Secret #6 is that leaders are starting to turn their view of BI on its head with AI. Analysts are the key to train agents on which insights matter. Like good dashboard design, good agent design helps deliver insights faster and better.
7. It's the HCI, not the AI
When Steve Jobs launched the iPhone in 2007, he spent 42% of his time (almost four minutes out of nine) on what he felt was its most crucial breakthrough: Using your finger for Human-Computer Interaction, or HCI. It was the new style of interaction that he was most excited about, not the screen, circuits, and software inside the device. If Jobs launched GenAI as a new Apple product today, he would probably spend 42% of his time on prompting — the ability to understand human questions, reason, and generate answers with immense depth, power, and accuracy. High-performing AI leaders view the HCI model as the most powerful innovation of AI.
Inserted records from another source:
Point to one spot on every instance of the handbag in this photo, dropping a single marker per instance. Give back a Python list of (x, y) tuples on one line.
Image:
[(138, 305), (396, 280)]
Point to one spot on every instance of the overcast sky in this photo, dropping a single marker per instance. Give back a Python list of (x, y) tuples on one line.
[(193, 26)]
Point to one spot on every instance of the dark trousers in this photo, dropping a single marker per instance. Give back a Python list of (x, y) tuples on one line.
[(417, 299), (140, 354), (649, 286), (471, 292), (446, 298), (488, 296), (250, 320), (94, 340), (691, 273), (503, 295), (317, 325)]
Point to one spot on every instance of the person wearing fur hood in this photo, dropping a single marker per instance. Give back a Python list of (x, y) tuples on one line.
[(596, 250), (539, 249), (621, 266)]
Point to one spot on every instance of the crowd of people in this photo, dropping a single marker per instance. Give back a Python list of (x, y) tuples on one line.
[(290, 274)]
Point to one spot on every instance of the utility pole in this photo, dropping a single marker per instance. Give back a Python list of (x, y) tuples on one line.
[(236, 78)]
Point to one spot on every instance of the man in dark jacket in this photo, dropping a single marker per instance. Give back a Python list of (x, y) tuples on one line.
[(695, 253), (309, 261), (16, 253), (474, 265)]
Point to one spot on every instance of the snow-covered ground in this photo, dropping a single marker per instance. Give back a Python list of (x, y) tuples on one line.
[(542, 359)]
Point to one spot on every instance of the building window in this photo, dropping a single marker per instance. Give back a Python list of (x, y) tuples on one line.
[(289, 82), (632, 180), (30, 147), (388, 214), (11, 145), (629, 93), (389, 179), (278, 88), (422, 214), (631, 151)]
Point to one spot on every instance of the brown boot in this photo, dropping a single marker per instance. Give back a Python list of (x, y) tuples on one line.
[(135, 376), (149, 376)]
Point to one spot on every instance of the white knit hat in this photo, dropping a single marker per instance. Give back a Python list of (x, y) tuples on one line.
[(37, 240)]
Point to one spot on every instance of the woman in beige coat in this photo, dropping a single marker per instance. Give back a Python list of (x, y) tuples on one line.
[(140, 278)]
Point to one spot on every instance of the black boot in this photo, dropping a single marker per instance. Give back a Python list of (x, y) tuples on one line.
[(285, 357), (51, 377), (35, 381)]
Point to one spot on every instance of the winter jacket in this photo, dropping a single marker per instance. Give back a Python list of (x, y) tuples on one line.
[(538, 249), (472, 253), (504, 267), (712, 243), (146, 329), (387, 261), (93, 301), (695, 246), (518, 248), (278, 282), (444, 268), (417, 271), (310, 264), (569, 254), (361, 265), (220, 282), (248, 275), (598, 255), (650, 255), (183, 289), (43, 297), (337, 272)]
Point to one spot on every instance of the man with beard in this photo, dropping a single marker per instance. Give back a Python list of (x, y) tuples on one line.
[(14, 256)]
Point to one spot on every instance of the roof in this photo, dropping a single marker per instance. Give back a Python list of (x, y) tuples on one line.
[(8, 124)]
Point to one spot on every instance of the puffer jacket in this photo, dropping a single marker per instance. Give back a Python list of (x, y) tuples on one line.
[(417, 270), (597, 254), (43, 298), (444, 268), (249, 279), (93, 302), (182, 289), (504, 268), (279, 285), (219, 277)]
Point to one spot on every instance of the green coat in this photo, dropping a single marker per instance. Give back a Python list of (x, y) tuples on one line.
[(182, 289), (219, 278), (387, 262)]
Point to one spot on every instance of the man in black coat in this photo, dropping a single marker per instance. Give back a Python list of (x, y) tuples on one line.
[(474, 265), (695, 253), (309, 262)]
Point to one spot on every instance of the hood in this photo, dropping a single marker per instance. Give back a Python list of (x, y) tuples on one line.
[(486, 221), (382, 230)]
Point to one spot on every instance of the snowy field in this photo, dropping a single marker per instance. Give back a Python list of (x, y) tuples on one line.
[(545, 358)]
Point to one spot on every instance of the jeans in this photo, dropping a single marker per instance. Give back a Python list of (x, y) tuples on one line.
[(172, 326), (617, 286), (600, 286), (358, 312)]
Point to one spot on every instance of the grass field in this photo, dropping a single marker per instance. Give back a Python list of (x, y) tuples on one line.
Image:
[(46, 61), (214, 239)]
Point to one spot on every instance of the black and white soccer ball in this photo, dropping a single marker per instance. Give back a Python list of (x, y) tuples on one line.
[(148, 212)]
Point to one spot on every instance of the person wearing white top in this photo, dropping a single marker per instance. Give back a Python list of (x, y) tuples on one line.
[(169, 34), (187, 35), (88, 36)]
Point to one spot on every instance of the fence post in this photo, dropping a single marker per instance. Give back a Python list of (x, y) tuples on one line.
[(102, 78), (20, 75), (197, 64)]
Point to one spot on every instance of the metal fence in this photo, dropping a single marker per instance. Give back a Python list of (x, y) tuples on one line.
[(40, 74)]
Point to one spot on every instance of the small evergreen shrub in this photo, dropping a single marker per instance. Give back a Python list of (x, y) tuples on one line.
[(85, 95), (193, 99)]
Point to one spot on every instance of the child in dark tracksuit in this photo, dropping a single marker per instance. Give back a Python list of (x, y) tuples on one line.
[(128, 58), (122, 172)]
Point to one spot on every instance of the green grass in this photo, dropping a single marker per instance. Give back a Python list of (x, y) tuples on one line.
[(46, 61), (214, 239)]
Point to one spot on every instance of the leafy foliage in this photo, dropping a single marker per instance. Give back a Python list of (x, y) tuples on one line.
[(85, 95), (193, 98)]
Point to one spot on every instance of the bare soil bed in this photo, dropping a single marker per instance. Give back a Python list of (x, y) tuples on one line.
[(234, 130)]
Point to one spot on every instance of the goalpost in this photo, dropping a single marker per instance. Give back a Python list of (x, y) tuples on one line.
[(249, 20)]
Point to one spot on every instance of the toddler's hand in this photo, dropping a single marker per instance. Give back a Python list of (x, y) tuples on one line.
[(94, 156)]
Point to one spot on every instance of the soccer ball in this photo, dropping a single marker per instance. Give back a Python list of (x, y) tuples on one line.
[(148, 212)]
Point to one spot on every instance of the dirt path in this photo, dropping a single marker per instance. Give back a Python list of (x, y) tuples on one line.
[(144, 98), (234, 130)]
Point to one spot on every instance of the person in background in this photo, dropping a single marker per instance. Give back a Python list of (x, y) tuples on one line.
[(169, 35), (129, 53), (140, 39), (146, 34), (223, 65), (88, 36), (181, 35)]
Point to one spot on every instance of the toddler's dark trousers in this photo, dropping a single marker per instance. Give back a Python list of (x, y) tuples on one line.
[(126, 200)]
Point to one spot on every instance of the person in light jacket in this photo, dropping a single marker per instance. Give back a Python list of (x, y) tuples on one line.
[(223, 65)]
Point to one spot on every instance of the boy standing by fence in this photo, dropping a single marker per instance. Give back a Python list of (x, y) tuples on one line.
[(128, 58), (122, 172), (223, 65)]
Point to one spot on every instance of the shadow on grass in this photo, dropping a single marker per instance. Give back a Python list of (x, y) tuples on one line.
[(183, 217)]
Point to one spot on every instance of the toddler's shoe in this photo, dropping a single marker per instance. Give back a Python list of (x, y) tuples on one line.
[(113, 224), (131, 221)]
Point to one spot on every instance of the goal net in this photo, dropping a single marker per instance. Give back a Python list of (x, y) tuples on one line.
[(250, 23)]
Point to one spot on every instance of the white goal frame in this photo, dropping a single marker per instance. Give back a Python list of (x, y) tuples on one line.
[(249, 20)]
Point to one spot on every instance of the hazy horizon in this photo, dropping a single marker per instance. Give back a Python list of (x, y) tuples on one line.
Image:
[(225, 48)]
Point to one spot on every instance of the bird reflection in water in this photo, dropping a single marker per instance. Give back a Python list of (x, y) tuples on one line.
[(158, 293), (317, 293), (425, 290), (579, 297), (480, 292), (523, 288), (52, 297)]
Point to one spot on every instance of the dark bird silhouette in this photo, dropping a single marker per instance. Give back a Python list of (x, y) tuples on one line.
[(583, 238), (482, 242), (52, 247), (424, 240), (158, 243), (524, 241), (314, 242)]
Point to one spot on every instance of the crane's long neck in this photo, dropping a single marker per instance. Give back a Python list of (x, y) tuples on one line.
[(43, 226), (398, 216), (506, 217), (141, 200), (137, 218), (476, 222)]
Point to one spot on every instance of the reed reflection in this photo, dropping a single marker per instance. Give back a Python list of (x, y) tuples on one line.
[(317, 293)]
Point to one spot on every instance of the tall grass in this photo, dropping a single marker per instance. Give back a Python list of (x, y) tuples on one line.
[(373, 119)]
Prompting changes the human-to-AI interface in a way that radically changes how analytical jobs are done. Any task using BI dashboards, spreadsheets, or applications is a candidate for prompt-based interfaces. For example, check out Dataiku’s latest innovation that helps you talk to your data, called Dataiku Answers. It makes it easier to break down the barrier between human questions and data-driven answers.
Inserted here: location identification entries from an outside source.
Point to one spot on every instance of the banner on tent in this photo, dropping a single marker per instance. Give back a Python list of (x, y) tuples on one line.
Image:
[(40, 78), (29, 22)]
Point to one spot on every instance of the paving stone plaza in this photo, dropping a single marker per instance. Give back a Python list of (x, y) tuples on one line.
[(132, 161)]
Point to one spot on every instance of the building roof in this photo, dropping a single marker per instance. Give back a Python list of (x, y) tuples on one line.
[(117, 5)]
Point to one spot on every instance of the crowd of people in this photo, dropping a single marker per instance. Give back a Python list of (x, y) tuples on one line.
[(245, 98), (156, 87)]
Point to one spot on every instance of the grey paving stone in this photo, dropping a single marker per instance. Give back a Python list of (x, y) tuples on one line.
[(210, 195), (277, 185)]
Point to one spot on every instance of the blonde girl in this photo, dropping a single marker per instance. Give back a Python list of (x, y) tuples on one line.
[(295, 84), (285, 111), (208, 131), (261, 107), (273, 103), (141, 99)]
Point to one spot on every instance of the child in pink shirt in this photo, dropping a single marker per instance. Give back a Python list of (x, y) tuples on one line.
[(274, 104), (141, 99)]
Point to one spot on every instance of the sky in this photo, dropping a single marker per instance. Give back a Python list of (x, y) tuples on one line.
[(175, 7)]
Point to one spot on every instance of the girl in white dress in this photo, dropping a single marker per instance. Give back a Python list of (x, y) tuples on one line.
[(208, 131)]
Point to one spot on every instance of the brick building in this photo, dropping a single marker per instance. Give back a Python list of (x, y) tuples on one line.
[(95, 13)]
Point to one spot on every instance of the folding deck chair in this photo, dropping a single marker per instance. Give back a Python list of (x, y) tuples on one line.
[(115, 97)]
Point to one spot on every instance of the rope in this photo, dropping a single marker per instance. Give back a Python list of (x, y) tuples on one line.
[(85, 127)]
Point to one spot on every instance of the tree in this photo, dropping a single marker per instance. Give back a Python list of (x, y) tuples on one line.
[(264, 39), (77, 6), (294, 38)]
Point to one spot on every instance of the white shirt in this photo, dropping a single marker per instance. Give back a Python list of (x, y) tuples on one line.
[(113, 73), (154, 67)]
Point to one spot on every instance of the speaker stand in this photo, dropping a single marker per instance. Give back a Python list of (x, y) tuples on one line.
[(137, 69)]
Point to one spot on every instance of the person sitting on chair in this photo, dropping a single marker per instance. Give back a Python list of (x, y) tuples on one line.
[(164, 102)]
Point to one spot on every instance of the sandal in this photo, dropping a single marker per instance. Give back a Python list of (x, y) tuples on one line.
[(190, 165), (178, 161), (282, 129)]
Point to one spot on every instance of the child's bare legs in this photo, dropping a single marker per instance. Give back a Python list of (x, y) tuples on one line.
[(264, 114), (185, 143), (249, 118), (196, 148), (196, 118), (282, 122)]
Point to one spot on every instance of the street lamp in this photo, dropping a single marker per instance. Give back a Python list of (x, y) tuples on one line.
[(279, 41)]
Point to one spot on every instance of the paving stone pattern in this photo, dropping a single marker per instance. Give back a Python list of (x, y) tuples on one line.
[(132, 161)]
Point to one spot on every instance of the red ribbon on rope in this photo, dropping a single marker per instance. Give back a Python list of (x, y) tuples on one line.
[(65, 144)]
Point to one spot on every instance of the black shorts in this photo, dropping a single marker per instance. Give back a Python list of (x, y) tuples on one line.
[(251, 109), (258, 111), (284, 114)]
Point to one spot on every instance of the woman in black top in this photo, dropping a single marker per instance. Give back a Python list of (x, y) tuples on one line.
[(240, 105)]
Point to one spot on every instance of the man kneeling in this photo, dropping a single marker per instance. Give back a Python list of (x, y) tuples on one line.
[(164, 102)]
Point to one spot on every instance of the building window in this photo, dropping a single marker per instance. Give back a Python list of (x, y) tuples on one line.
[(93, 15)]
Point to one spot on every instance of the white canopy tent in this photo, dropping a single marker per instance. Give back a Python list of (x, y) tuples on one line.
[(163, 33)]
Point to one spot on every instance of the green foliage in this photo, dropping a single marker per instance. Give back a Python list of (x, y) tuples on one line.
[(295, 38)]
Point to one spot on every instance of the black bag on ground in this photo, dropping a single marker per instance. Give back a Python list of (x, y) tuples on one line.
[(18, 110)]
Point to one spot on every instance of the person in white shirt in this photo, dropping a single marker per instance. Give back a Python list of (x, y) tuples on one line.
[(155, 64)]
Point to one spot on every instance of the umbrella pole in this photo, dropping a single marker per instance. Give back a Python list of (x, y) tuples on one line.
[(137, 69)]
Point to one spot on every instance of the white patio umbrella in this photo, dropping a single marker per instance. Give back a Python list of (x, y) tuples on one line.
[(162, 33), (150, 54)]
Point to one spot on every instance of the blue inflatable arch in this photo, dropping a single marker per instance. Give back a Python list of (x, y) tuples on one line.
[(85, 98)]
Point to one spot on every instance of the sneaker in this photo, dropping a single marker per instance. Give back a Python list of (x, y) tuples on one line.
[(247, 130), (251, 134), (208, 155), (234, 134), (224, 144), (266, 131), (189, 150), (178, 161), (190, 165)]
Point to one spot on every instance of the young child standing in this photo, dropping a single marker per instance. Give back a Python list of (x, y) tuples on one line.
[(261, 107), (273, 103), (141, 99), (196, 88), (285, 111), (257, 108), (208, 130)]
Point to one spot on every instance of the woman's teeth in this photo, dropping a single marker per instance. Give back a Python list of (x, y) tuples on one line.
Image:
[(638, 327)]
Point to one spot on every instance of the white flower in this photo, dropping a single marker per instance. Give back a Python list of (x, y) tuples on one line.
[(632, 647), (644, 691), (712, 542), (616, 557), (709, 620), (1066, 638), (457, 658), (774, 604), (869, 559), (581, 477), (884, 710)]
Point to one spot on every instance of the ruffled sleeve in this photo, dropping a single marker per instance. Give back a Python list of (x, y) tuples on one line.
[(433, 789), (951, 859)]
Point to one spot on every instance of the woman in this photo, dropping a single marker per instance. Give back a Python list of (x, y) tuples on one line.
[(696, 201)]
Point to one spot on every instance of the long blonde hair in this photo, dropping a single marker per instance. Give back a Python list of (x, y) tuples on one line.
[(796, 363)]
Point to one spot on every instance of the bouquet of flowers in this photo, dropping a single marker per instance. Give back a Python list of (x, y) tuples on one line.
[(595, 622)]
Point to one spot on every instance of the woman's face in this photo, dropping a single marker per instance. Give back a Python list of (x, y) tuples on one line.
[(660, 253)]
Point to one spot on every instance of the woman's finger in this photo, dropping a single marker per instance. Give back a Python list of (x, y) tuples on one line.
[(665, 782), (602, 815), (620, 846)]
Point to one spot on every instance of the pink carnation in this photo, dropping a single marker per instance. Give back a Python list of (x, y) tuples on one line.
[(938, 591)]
Secret seven is to look for ways to change the relationship between business questions and their answers using prompt-based interfaces and to use tools that break down human-to-computer barriers to power Everyday AI.
Success With AI Is Where Human Creativity Meets Silicon Smarts
These seven secrets of AI leadership remind us that lowering the barrier between human creativity and leadership are the essential drivers of AI's potential, not only technological prowess. By empowering all employees with the right tools, using AI for business creativity, and flipping your view of HCI on its head, organizations can begin to harness the full transformative power of AI.